By default, all metadata and arrays created by TRAKer are stored in ./trak_results. You can override this by specifying a custom save_dir to TRAKer.

In addition, you can specify the dimension of the features used by TRAK with the proj_dim argument, e.g.,

traker = TRAKer(..., proj_dim=4096)  # default dimension is 2048

(For the curious, this corresponds to the dimension of the output of random projections in our algorithm. We recommend proj_dim between 1,000 and 40,000.)

For more customizations, check out the API reference.

Compute TRAK features for training data#

Now that we have constructed a TRAKer object, let’s use it to process the training data. We process the training examples by calling featurize():

 1for model_id, ckpt in enumerate(tqdm(ckpts)):
 2    # TRAKer loads the provided checkpoint and also associates
 3    # the provided (unique) model_id with the checkpoint.
 4    traker.load_checkpoint(ckpt, model_id=model_id)
 5
 6    for batch in loader_train:
 7        batch = [x.cuda() for x in batch]
 8        # TRAKer computes features corresponding to the batch of examples,
 9        # using the checkpoint loaded above.
10        traker.featurize(batch=batch, num_samples=batch[0].shape[0])
11
12# Tells TRAKer that we've given it all the information, at which point
13# TRAKer does some post-processing to get ready for the next step
14# (scoring target examples).
15traker.finalize_features()

Note

Here we assume that the data loader we are using is not shuffled, so we only need to specify how many samples are in batch. Alternatively, we can use a shuffled data loader, and pass in inds instead of num_samples to featurize(). In that case, inds should be an array of the same length as the batch, specifying the indices of the examples in the batch within the training dataset.

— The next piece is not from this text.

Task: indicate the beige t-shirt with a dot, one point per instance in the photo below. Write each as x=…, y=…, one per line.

Above, we sequentially iterate over multiple model checkpoints

Note

While you can still compute TRAK with a single checkpoint, using multiple checkpoints significantly improves TRAK’s performance. See our

But you can also—and we recommend you to—parallelize this step across multiple jobs. All you have to do is initialize a different TRAKer object with the same save_dir within each job and specify the appropriate model_id when calling load_checkpoint(). For more details, check out how to Parallelize TRAK scoring with SLURM.

Compute TRAK scores for target examples#

Finally, we are ready to compute attribution scores. To do this, you need to choose a set of target examples that you want to attribute. For the purpose of this tutorial, let’s make the targets be the entire validation set:

loader_targets = get_dataloader(batch_size=batch_size, split='val', augment=False)

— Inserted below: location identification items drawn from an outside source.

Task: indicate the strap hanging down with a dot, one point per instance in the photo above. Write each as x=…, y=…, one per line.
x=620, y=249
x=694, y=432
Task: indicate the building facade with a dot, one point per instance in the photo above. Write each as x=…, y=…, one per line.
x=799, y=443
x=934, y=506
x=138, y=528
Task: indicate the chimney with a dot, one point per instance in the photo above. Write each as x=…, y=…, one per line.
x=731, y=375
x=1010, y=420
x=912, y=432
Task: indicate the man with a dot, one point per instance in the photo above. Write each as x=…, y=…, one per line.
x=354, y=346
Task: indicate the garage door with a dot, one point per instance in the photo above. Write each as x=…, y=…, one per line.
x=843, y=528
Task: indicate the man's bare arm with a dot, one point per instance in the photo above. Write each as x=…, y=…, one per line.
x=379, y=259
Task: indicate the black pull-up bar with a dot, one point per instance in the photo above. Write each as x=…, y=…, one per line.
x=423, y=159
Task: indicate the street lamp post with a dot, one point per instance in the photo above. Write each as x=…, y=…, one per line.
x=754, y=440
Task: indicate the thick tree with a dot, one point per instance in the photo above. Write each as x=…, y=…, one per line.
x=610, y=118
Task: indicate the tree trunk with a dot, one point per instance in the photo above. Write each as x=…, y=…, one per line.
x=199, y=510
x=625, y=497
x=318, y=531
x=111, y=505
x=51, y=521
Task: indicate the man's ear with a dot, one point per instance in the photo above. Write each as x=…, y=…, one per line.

As before, we iterate over checkpoints and batches of data:

 1for model_id, ckpt in enumerate(tqdm(ckpts)):
 2    traker.start_scoring_checkpoint(exp_name='quickstart',
 3                                    checkpoint=ckpt,
 4                                    model_id=model_id,
 5                                    num_targets=len(loader_targets.dataset))
 6    for batch in loader_targets:
 7        batch = [x.cuda() for x in batch]
 8        traker.score(batch=batch, num_samples=batch[0].shape[0])
 9
10scores = traker.finalize_scores(exp_name='quickstart')

Here, start_scoring_checkpoint() has a similar function to load_checkpoint() used when featuring the training set; it prepares the TRAKer by loading the checkpoint and initializing internal data structures. The score() method is analogous to featurize(); it processes the target batch and computes the corresponding features.

Note

Be careful that you provide the same model_id for each checkpoint as in the featurizing step—TRAK will not check that you did that. If you use the wrong model_ids, TRAK will silently fail.

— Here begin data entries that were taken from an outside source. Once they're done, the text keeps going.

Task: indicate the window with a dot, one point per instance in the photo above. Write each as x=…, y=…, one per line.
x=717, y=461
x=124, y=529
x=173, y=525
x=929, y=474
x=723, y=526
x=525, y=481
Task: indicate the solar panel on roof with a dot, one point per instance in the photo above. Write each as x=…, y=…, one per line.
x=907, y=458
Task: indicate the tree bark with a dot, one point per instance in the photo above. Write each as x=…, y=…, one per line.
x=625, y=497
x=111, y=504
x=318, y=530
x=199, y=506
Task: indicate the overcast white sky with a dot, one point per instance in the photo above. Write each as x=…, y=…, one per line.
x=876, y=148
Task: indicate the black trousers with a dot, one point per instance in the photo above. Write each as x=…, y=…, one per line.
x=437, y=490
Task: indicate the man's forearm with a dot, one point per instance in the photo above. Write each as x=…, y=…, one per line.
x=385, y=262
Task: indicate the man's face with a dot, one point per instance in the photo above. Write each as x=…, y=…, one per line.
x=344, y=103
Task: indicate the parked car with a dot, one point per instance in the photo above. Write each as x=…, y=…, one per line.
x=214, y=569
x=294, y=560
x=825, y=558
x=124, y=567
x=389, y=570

P.S.: If you know of a clean, robust way to hash model parameters to detect a changed checkpoint, open an issue on github and we can add an assert to check for model_id consistency.

The final line above returns TRAK scores as a numpy.array from the finalize_scores() method. Additionally, finalize_scores() saves the scores to disk in memory-mapped file (.mmap format).

We can visualize some of the top scoring TRAK images from the scores array we just computed:

Top scoring TRAK images

That’s it! Once you have your model(s) and your data, just a few API-calls to TRAK` let’s you compute data attribution scores.